Leur détection est un défi qui restera en ligne de mire des physiciens pendant encore bien des décennies. Dommage, car leur détection permettrait d’obtenir une image unique du monde à l’âge d’une seconde, alors que le fond de photons ne renseigne que sur un Univers déjà âgé de 370 000 ans, quand photons et matière se sont découplés.

On sait aujourd’hui que les neutrinos ont une masse, et ce résultat clôt une longue interrogation qui a débuté dès l’hypothèse du premier neutrino. Les masses trouvées semblent dérisoires devant celles affectant les autres particules de matière. Pourtant, elles suffisent pour arriver au très surprenant résultat que les neutrinos contribuent autant que les dix mille milliards de milliards d’étoiles présentes à l’équilibre de l’Univers entier.

Les questions en suspens

Où est passée l’antimatière ? En effet notre Univers a débuté par une soupe très chaude où matière et antimatière étaient présentes à égalité, or l’antimatière a complètement disparu, sauf pour les neutrinos et antineutrinos présents à égalité.

Une autre question lancinante se pose sur la nature intime des neutrinos : sont-ils leur propre antiparticule comme suggéré par le modèle inventé par Majorana dès les années 1935 et toujours sans solution ? Là aussi des recherches sont en cours.

Les neutrinos subissent-ils les interactions électromagnétiques ? Bien que sans charge électrique, cela est permis par la théorie.

Existent-ils d’autres formes de neutrinos ? On sait que les trois types bien étudiés sont au complet, mais on parle de neutrinos stériles qui seraient encore plus évanescents que les neutrinos connus.

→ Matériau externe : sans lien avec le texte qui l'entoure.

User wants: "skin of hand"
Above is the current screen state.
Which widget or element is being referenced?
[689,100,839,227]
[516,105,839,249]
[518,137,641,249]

De tels objets sont proposés par certains théoriciens pour expliquer la masse sombre à l’œuvre dans l’Univers.

Un autre axe très actif de recherche consiste à développer une nouvelle astronomie en sondant le ciel pour y découvrir des émetteurs neutriniques de très haute énergie. Les premiers signaux venant de sources extragalactiques ont été révélés grâce à un télescope 10 000 fois plus gros que SuperKamiokande construit dans la glace du Pôle Sud, et ce n’est qu’un début.

En somme, il y a encore beaucoup de pain sur la planche pour les physiciens des neutrinos, ils auront bien des motifs pour se rencontrer à nouveau, sans même aborder le thème de la détection des neutrinos cosmologiques qui reste le saint graal des chercheurs. Leur détection révélerait le Big Bang bébé, mais il faudra encore attendre bien des réunions biennales avant d’amorcer la moindre idée sérieuse quant à la résolution de cet emblématique problème.